The shard's presence shifted from observer to catalyst. It didn't show him a path. It *pushed*.
His body moved before his mind could process the suicide of the action. He didn't try to climb or retreat. He leaped *across* the shaft, a reckless, horizontal jump toward a parallel ledge that was little more than a lip of crumbling concrete. It was impossible. The gap was too wide.
But as he jumped, the world… bent.
The shard's hum became a tangible force, a lens that warped space around him. The gap wasn't shorter; his trajectory was simply *adjusted*. It was a nauseating, disorienting sensation, like being thrown by a giant, unseen hand. He landed hard on the far ledge, the impact driving the air from his lungs, his fingers scrambling for purchase on the damp concrete.
The woman's shot went wide, the sonic blast pulverizing the wall where he'd been a moment before. Her eyes, for the first time, showed a flicker of something other than cold determination: shock.
He didn't stop.
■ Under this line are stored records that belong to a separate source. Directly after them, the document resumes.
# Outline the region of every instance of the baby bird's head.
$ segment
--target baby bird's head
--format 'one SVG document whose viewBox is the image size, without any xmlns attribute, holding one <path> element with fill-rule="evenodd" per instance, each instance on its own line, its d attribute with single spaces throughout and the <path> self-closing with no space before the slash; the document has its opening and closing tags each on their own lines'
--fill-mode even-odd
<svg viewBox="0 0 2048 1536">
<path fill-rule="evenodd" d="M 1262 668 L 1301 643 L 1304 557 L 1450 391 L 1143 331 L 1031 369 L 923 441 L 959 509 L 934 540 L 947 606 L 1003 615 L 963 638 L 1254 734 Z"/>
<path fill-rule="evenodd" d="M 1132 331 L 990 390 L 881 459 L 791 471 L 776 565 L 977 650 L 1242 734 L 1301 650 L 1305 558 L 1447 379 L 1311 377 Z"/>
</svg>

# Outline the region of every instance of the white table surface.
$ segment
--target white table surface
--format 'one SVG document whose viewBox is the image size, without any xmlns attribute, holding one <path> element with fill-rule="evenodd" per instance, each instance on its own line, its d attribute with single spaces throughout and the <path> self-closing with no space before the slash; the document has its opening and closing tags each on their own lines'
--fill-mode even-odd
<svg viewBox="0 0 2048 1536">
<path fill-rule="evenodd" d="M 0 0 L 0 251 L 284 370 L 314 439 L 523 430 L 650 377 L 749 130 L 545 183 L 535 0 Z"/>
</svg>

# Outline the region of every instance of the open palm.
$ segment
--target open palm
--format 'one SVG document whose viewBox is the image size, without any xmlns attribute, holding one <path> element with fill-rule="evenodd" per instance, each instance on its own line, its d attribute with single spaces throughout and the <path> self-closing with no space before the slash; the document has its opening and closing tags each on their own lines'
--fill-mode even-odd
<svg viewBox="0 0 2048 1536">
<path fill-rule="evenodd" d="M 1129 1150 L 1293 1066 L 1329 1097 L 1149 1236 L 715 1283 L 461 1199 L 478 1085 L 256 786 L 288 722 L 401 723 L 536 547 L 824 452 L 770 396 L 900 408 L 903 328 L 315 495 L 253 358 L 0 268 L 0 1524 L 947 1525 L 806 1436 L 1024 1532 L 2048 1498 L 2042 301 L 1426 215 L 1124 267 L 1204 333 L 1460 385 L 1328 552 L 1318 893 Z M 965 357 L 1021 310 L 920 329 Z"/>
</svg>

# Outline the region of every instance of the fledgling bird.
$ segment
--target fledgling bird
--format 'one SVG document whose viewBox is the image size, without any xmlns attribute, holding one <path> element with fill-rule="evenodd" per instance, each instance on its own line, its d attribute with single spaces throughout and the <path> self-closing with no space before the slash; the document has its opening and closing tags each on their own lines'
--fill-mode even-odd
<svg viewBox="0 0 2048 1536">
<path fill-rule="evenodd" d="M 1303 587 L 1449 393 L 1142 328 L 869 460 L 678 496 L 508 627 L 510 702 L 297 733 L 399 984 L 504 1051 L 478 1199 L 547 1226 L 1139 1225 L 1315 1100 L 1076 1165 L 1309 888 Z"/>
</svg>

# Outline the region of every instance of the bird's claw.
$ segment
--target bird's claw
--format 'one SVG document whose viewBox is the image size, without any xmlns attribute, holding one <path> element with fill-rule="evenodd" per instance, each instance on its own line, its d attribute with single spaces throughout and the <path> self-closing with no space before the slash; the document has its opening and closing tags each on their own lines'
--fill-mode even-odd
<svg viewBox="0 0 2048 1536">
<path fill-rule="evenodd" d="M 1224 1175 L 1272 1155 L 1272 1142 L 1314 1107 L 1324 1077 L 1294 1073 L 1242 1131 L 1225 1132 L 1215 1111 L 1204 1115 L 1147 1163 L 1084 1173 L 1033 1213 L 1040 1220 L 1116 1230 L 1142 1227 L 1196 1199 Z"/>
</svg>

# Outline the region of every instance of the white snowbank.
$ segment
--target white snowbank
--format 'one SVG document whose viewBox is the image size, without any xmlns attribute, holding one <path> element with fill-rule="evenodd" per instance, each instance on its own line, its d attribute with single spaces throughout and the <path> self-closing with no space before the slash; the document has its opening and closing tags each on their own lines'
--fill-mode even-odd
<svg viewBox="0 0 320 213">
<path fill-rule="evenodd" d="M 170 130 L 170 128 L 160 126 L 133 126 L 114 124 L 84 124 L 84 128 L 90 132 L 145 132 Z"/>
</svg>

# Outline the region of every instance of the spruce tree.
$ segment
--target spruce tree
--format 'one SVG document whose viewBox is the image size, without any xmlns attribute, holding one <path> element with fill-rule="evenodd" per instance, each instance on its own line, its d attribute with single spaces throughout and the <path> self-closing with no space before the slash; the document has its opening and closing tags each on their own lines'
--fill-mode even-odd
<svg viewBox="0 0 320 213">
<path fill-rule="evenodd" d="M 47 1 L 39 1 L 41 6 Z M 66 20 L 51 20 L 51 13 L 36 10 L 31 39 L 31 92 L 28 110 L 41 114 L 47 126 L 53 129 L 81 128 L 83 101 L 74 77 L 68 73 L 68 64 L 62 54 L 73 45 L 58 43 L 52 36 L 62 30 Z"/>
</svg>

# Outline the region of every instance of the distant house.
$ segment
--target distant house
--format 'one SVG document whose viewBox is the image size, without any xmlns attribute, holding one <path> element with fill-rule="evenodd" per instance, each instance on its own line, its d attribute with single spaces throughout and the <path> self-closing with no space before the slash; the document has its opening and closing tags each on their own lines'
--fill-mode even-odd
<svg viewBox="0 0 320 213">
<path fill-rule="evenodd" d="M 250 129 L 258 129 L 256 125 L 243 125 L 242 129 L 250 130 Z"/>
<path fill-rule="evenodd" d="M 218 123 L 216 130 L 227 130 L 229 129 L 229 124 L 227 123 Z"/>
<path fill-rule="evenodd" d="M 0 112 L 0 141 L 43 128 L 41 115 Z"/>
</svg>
The shard was alight now, a roaring furnace in his mind. It was tired of running. It wanted a statement. *This is not prey. This is a predator.*
As the woman swung her pistol back toward him, Luka didn't draw his dagger. Instead, he slammed his palm flat against the conduit wall. The shard's energy flared through him, a bolt of ordered lightning seeking chaos. The wall wasn't a wall; it was a nest of old wiring and unstable power relays, all mapped in the shard's terrifying awareness.
The conduit exploded. Not with fire, but with a catastrophic discharge of raw voltage. Blue-white electricity arced across the shaft, earthing itself through the metal rungs and pipes. The woman cried out, her pistol flying from her spasming hand as the charge raced up the metal structure she stood on. She was thrown back from the opening, vanishing from view, the acrid smell of ozone and burned insulation filling the air.
Silence returned, broken only by the crackle of dying currents and Luka's ragged gasps. He lay on the ledge, spent. He had not just used the shard's knowledge; he had been a conduit for its raw power. His arm was numb, the skin of his palm red and blistered. The line between where he ended and the shard began had been irrevocably blurred.
The presence in his mind was quiet now, satisfied. The immediate threat was neutralized. It had defended its host. It had made its point.
He slowly, painfully, pulled himself up. He looked at his burned hand, then inward, at the cold, ancient thing nestled against his soul. He had wanted to escape the gritty violence of the Under-District. Now he was wielded by a violence that could warp reality itself.
He began to climb again, each movement a testament to this new, terrible partnership. The Aethelburg Archive was no longer just a job. It was a confession booth. He was going to have to learn who, and what, was now confessing.